NOTE. A common exception is the Brugmann’s law. For those linguists who consider the laryngeal loss to have occurred already in Late PIE, Aryan vocalism is described as a collapse of PIE ablauting vowels into a single PII vowel; i.e. *e,*o→a; *ē,*ō→ā.

· Grassmann’s law, Bartholomae’s law, and the Ruki sound law were complete in PII.

NOTE. For a detailed description of those Indo-Iranian sound laws and the “satemization” process, see Appendix II. For Ruki sound law, v.s. Baltic in §1.7.1.

· Sonorants are generally stable in PII, but for the confusion *l/*r, which in the oldest Rigveda and in Avestan gives a general PIE *l̥ → PII r̥, as well as l→r.

Among the sound changes from Proto-Indo-Iranian to Indo-Aryan is the loss of the voiced sibilant *z; among those to Iranian is the de-aspiration of PIE voiced aspirates.

Current distribution of Iranian dialects.

A. Iranian

The Iranian languages are a branch of the Indo-Iranian subfamily, with an estimated 150-200 million native speakers today, the largest being Persian (ca. 60 million), Kurdish (ca. 25 million), Pashto (ca. 25 million) and Balochi (ca. 7 million).

Proto-Iranian dates to some time after the Proto-Indo-Iranian breakup, or the early second millennium BC, as the Old Iranian languages began to break off and evolve separately as the various Iranian tribes migrated and settled in vast areas of southeastern Europe, the Iranian plateau, and Central Asia. The oldest Iranian language known, Avestan, is mainly attested through the Avesta, a collection of sacred texts connected to the Zoroastrian religion.

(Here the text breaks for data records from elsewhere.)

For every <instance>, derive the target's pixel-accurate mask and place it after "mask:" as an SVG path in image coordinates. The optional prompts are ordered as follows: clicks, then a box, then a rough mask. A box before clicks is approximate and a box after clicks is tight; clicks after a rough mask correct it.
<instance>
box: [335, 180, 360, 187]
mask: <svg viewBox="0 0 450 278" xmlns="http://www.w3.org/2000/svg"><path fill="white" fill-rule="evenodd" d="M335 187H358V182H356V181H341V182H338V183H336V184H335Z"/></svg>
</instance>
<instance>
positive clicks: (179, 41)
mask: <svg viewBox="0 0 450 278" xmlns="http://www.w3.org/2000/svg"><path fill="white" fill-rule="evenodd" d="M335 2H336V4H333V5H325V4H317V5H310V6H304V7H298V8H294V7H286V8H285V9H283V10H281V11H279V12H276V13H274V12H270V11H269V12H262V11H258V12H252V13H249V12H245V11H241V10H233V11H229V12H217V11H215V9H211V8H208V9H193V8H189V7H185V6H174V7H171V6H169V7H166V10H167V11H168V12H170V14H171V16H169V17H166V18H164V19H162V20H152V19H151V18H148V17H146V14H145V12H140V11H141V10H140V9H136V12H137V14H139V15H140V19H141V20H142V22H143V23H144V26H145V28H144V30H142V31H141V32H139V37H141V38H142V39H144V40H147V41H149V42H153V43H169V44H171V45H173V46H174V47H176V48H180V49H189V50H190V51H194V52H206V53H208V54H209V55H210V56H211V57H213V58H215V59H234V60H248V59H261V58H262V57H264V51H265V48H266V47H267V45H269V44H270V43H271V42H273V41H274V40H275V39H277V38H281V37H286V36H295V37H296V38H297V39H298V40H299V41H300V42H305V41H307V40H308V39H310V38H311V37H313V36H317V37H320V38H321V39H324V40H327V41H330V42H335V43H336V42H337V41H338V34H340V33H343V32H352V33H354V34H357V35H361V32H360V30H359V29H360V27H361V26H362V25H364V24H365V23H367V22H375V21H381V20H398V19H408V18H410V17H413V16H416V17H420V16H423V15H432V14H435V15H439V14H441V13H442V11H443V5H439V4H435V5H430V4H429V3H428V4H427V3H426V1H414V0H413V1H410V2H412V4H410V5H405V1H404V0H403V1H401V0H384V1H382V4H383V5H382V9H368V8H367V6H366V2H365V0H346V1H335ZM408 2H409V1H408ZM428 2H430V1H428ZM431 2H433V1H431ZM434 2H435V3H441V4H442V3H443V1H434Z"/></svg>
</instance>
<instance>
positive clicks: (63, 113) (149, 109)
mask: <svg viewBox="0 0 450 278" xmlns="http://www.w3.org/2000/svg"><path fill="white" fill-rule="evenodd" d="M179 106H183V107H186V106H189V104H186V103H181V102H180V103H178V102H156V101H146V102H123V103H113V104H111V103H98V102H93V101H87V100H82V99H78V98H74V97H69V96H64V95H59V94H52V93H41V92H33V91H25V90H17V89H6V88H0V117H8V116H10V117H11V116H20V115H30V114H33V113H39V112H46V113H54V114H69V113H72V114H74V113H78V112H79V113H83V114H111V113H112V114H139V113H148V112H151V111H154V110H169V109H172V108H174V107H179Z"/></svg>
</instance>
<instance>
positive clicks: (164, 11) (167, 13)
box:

Linguistically, the Old Iranian languages are divided into two major families, the Eastern and Western group, and several subclasses. The so-called Eastern group includes Scythian, even though the Scyths lived in a region extending further west than the Western group. The northwestern branch included Median, and Parthian, while the southwestern branch included Old Persian.

B. Indo-Aryan

The Indo-Aryan or Indic languages are a branch of the Indo-Iranian subfamily with a total number of native speakers of more than 900 million. The largest languages in terms of native speakers are Hindustani (about 540 million), Bangali (about 200 million), Punjabi (about 100 million), Marathi (about 90 million), Gujarati (about 45 million), Nepali (about 40 million), Oriya (about 30 million), Sindhi (about 20 million) and Assamese (about 14 million).

The earliest evidence of the group is from Vedic Sanskrit, the language used in the ancient preserved texts of the Indian subcontinent, the foundational canon of Hinduism known as the Vedas. The Indo-Aryan superstrate in Mitanni is of similar age as the Rigveda, but the only evidence is a number of loanwords.

In the 4^th c. BC, the Sanskrit language was codified and standardised by the grammarian Panini, called “Classical Sanskrit” by convention. Outside the learned sphere of Sanskrit, vernacular dialects (Prakrits) continued to evolve and, in medieval times, diversified into various Middle Indic dialects.

C. Nuristani

The recent view is to classify Nuristani as an independent branch of the Indo-Iranian language family, instead of the the Indic or Iranian group. In any event, it would seem they arrived in their present homeland at a very early date, and never entered the western Punjab of Pakistan.